Le septennat de Valéry Giscard d’Estaing a été marqué dans de nombreux domaines par un vent de modernité et particulièrement dans la conception des archives de la République. Quel n’avait pas été l’étonnement du nouveau président lorsqu’il s’aperçut, à son arrivée à l’Élysée en 1974, que les archives de la présidence avaient été emportées, qu’« il n’y avait aucune indication sur la manière dont le pouvoir se transmettait », bref « Il n’y avait rien » (1). Par peur d’être attaqués plus tard, les divers collaborateurs ne voulaient pas donner ces traces et finalement les privatisaient. On en retrouvait certaines chez les marchands d’autographes…

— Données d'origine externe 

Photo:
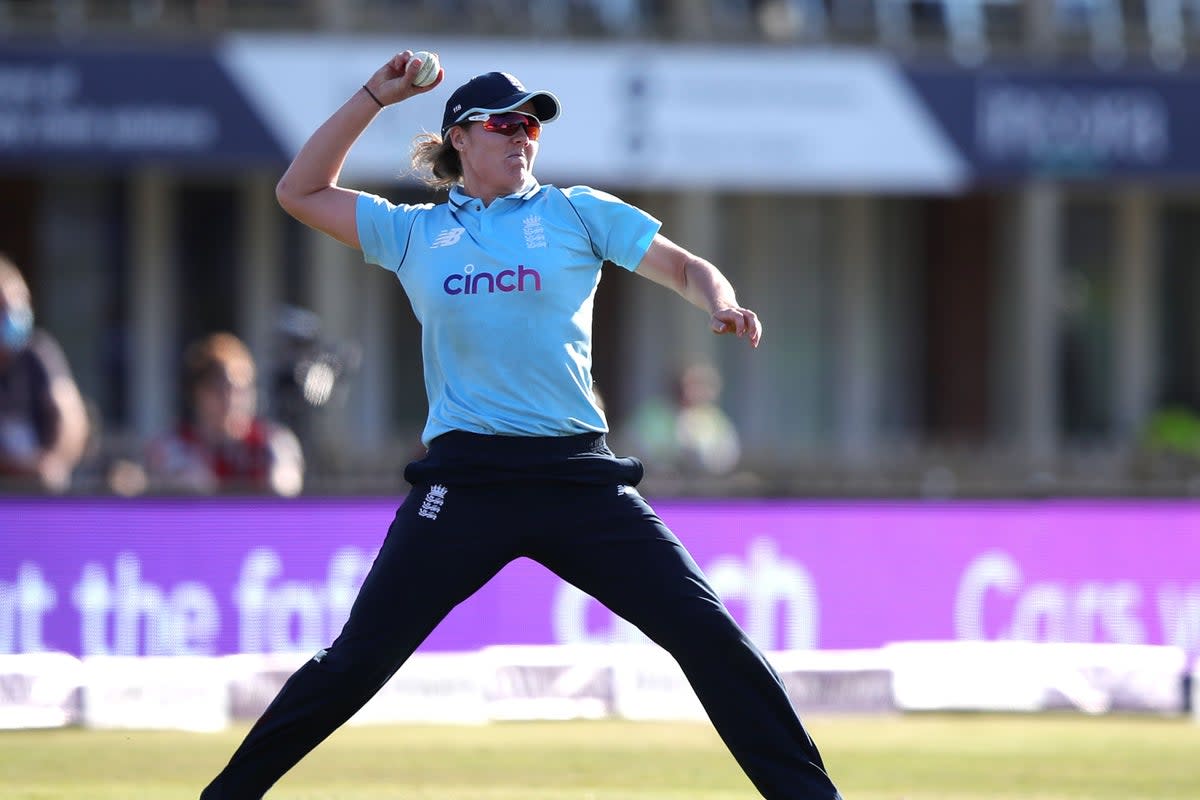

Or VGE a rapidement souhaité que sa présidence « soit la mieux documentée de toutes celles qui ont eu lieu ». Ce rêve est devenu réalité. La grande loi sur les archives de la République date de 1979. Furent définis une structure d’archives et un protocole de remises : collecte, délais de consultation. Aujourd’hui, les archives VGE c’est plus de 500 mètres linéaires, 4 500 caisses de manuscrits autographes ou d’épreuves tapuscrites et annotées, dont le classement est aujourd’hui terminé. Un répertoire détaillé de 706 pages vient d’être publié, le tout reposant à l’hôtel de Soubise à Paris. Cet archivage au sommet de l’État, qui a continué avec François Mitterrand, est une étape fondamentale dans la transparence de l’appareil d’État, un indice de démocratie comme l’a souligné l’archiviste Perrine Canavaggio qui, la première, fut appelée à collecter les documents de la présidence de la République en 1974.

Christophe Dorny

(1) Propos rapportés lors de la conférence de presse présentant les archives du septennat de l’ancien président le 30 novembre 2007 au ministère de la Culture.